あの空の青さもその高さも、雲の白さもその数も、葉裏の緑の深さもその葉擦れの音も、地面の湿り具合もその匂いも、全てが今も鮮やかなまま。
あなたがくれた名前によって、あたしは形を与えられた。
あなたがくれた名前によって、あたしは世界を与えられた。
あの日、あたしは「あたし」になった。
「剣ちゃん」
桃色の髪が剣八の肩の上で揺れる。鈴の音が軽やかに鳴る。やちるはいつものように肩の上で青く晴れ渡った空を仰ぎ、そして剣八の頭に頬を寄せた。
「いい天気だね」
「そうだな」
「あの日の空みたいだね」
「そうだな」
やちるが再び空を見上げる。剣八もつられるように空を仰ぎ、そして眼を閉じた。
『目線の先』
「何だ」
目の前を歩いていた白哉が振り返り、恋次は一瞬だけ慌てた。
「どうした。私に用事があるのではないのか」
「いえ……何でもありません」
感情の読みとれない冷たい視線を受け、恋次は軽く頭を下げる。用事があったわけではなかった……いや、今はまだ用事を手に入れられない。
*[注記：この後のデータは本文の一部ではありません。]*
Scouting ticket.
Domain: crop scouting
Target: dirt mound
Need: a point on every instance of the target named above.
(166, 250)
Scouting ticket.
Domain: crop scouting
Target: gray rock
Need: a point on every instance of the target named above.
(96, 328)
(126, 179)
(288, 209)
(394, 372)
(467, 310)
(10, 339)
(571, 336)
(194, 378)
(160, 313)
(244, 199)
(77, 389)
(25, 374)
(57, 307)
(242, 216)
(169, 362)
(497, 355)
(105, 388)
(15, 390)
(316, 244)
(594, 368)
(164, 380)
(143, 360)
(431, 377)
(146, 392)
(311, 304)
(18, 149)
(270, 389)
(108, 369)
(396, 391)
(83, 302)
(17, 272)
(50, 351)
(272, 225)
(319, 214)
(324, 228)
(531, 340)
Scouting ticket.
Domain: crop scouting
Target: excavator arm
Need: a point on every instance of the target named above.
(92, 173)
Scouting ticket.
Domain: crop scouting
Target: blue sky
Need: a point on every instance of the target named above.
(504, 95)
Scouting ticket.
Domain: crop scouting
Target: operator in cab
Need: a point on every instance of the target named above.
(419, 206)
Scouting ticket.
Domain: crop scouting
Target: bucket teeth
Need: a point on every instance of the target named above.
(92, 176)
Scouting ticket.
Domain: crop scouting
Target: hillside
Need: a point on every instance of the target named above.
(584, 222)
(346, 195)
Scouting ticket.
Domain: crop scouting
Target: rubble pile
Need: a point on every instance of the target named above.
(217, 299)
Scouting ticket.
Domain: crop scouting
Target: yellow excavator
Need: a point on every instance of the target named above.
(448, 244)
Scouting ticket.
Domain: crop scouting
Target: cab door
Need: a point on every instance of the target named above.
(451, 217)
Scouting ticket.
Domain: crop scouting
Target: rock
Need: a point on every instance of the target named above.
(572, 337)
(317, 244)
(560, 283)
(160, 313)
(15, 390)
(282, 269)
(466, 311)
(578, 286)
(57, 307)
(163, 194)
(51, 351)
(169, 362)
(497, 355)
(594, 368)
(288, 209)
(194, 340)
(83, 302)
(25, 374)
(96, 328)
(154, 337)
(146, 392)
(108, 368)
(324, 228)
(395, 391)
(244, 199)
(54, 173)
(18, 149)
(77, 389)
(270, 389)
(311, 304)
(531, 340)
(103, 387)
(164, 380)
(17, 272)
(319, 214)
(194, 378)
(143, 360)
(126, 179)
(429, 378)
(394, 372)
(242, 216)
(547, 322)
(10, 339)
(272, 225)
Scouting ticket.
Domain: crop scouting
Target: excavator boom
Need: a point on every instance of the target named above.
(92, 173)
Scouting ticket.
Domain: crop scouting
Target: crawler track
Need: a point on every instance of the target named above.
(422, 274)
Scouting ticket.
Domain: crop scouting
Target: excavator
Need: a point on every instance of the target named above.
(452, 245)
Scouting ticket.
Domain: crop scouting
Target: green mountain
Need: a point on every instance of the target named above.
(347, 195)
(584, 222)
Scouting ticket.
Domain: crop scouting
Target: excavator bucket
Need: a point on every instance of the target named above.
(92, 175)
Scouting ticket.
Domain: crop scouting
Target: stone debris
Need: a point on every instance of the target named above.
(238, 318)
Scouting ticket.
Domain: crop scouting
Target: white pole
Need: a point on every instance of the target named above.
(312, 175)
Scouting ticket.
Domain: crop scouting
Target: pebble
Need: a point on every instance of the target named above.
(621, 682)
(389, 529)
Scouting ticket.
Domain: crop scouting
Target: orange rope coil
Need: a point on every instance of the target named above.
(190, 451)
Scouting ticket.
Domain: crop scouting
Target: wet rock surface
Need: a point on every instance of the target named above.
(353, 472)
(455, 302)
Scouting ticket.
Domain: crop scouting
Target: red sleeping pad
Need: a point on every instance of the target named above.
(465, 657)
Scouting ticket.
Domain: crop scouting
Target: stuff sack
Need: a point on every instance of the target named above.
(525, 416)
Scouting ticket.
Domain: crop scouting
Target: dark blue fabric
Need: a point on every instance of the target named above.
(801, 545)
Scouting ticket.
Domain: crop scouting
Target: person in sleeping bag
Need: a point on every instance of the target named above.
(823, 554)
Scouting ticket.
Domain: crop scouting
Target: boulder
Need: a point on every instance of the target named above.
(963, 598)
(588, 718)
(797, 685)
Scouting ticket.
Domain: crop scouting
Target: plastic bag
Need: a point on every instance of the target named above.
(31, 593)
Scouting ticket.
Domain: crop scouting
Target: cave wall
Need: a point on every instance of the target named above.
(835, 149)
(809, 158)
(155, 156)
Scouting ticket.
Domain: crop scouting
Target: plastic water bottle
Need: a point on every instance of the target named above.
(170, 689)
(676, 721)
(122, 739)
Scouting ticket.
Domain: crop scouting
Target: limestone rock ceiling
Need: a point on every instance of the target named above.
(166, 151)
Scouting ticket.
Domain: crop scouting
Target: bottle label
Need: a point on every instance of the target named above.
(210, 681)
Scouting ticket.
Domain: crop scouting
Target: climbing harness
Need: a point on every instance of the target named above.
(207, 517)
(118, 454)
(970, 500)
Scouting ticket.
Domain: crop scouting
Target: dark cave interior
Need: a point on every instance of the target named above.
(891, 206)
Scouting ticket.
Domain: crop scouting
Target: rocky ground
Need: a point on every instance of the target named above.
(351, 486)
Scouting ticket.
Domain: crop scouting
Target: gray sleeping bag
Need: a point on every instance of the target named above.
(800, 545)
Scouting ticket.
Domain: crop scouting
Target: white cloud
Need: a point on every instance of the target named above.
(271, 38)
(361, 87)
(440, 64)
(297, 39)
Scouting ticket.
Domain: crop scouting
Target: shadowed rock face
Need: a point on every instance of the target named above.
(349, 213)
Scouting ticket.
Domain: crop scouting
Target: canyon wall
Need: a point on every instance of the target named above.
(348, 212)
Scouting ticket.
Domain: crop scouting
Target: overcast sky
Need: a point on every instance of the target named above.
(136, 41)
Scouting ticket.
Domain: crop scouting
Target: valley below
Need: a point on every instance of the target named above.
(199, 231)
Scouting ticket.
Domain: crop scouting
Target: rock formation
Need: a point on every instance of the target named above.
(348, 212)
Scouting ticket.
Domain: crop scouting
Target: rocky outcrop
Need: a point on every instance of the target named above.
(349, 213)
現世で行方不明になっている幼なじみの姿が浮かび、恋次の目が細められた。
頭を上げると、すでにこちらに興味をなくしたのか、白哉は先を歩いている。恋次は再び歩を進め、目の前の男の背中を睨むわけでもなくただ見やる。ただ、見ている。
いつか。
いつかいつかいつか。
自分はここまで来た。やっとここまで辿り着いた。この昇進を知らぬ幼なじみは、この腕章を持つ姿を見て、どう思うだろう。何を言うだろう。どんな顔をするだろう。
ここまで来た。そして、いつか。
お前を。
恋次の目線の先には、まだ手も届かない背中があった。
『壁の向こう』
まだ背も追いつかないまま、まだ手の大きさも敵わないまま、彼女は白い制服を着て、壁の向こうへ行ってしまった。
日番谷は、高い高い壁を見上げる。
別に、この場所での暮らしに不満はなかった。自分を拾い、育てた老婆と、姉のように接してくる少女との穏やかで緩やかな日々。食べ物にも飲み水にも困らない。酷い出来事は年に一度あるかないか。春は桜。夏は花火。秋は紅葉。冬は雪。質素でも、そこには豊かな日々があった。
けれどそれは、隣に彼女がいてこその日々。
壁の向こうに何があるのか。
何があるから、彼女は向こうに行ったのか。
「婆さん、俺、受験しようと思う……いいか?」
日番谷の言葉に、老婆は頷いて、微笑んだ。
老婆がその微笑みのまま眠るように静かに息を引き取ったのは、日番谷が真央霊術院に合格した次の日の、寒さも和らいできた朝だった。
『笑みの真意』
「三番隊副隊長に任命されました吉良イヅルです。どうぞよろしくお願い致します」
吉良は緊張でひっくり返りそうになる声を押さえて、直立不動で着任の挨拶を述べると、九十度に腰を曲げて敬礼をした。よく磨かれて黒光りしている木の床と顔を合わせていると、頭の上でくつくつと笑う声がする。
「顔を上げ。こちらこそよろしゅうな」
柔らかい物言いで、市丸が言う。顔を上げると、朝の柔らかい光を背にして、輪郭のぼやけた市丸が目の前にいる。
あの日。
集団の虚に囲まれて、恐怖に動けなくなっていた自分達を、鮮やかに助け出したあの背中。微笑みながら、舞うような身のこなしで虚の体を切り裂いていったあの力。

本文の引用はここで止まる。